У власти тогда, путём бескровного переворота, утвердился национал-популист, реально отдавший землю крестьянам (но не более 50 га на семью), много где не для галочки учившийся дипломированный агроном - Карлис Ульманис, копировавший Мусолини (хотя получался "Батька"). Мягкий(во всех смыслах), действительно за развитие сельского хозяйства радеющий и выдавший афоризм "Наше будущее в телятах" (почти "Наша сила в плавках"- металлургов), вынудивший банки кредитовать мелиорацию и прогрессивных крестьян. В 1934 году, будучи лидером им же и созданного Крестьянского союза, разогнал болтунов Сэйма (караул устал), присвоив себе вошедший с 1917 года в моду титул Народного вождя. Несколько учебников по сельскому хозяйству написал, редактировал издание "Земе"(Земля), любивший награды и считавший себя самым хитрым, способным проскочить между капель дождя. Человек в принципе дельный и не злой, но близорукий и с заскоками, латышские крестьяне его любили, а на остальных он плевал. Напрасно и опасно, как и "диктатура пролетариата" или "Латвия для латышей" (и сменные вариации: Германия, Украина, Зимбабве и т.п.).
 
Родом "фюрер" также происходил из крестьян Добельского края  и, навестив как-то отчий дом, из профессионального интереса неожиданно завернул глянуть на жеребца, который покрыл кобылу его бати, больно ладным жеребёнок уродился. А вот Психу уже давно следовало на заслуженный отдых уходить, пристрелить не поднялась рука, только достойной замены не находилось. Говорить это даже не потребовалось, сам "хозяин всея Латвии" увидел, как и то, что все при деле и в пасталах - хлеб насущный солью пота пропитываем. А как в закуток к столу пригласили с дороги испить настоявшегося сока берёзового, то очень его внимание  привлёк огромный шкаф с книгами. 
 
Увидев, что библиотека в основном на иностранных языках, попробовал с хозяевами заговорить сначала по- немецки, а потом по-английски (учился сам и в Швейцарии сыр варить, и в Америке коров разводить, даже потом в Техасе на собственной ферме ковбойствовал), убедился, что не для выпендрёжа книги собраны.

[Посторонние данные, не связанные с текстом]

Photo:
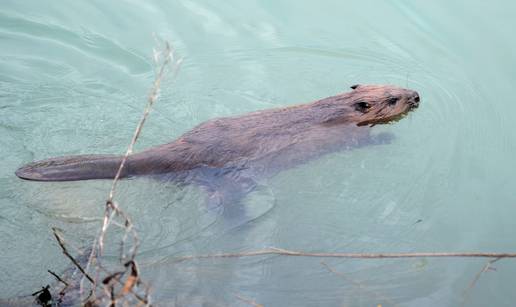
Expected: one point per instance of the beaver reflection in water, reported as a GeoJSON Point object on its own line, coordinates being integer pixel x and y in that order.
{"type": "Point", "coordinates": [232, 151]}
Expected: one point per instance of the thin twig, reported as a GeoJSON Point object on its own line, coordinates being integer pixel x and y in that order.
{"type": "Point", "coordinates": [67, 254]}
{"type": "Point", "coordinates": [113, 211]}
{"type": "Point", "coordinates": [285, 252]}
{"type": "Point", "coordinates": [58, 278]}
{"type": "Point", "coordinates": [248, 300]}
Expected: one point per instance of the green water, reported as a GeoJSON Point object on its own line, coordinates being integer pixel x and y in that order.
{"type": "Point", "coordinates": [74, 77]}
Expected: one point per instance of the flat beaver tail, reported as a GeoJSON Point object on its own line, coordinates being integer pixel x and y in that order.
{"type": "Point", "coordinates": [71, 168]}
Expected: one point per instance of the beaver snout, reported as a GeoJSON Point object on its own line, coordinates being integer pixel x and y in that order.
{"type": "Point", "coordinates": [414, 100]}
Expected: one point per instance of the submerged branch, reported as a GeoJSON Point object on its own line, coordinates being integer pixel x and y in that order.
{"type": "Point", "coordinates": [286, 252]}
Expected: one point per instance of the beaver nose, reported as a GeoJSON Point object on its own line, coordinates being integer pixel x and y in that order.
{"type": "Point", "coordinates": [415, 100]}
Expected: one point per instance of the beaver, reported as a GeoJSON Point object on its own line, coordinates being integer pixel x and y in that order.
{"type": "Point", "coordinates": [261, 141]}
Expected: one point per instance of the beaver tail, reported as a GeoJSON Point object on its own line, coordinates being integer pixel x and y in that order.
{"type": "Point", "coordinates": [71, 168]}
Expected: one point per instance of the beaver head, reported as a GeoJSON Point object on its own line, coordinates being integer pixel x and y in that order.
{"type": "Point", "coordinates": [370, 105]}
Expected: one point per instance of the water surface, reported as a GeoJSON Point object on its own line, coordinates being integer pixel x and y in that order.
{"type": "Point", "coordinates": [73, 80]}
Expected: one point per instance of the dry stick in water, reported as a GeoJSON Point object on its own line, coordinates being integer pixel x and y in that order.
{"type": "Point", "coordinates": [67, 254]}
{"type": "Point", "coordinates": [112, 209]}
{"type": "Point", "coordinates": [285, 252]}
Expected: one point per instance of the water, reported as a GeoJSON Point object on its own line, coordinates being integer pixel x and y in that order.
{"type": "Point", "coordinates": [74, 77]}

Пробовал перетянуть в Ригу жить семейство, должность выгодную суля, а то невежи в и вокруг власти задолбали. Но некуда тогда станет его отцу и трём старшим братьям своих кобыл по весне приводить, хоть всё равно и сам производитель копыта откинет. Порешили, впредь Тимотею делать, что делал и ранее на своём месте, но за государственное жалованье, и как прежде денег с крестьян не брать.
 
И немедля отправиться в недалёкую Восточную Пруссию (и там до войны у юнкеров ведению хозяйства Ульманис обучался) да выкупить государству на свой вкус молодого жеребчика для племенной работы. Требовалось кровь обновлять, дело близилось к появлению местной породы лошади - Латвийской упряжной. Годной как под хомут, так и под седло, а последняя способность и армией ценится и закупается, польская аристократия на ремонте для войска хорошо нажилась. Только времена кавалерии заканчивались, но "фюреру"   отсидевший в окопах 4 года латышский стрелок  о том говорить не стал - зачем учить учёного? На его машине за компанию и укатил в Ригу, по-солдатски сборы не затягивая, а ещё через день сел в поезд на Кёниг.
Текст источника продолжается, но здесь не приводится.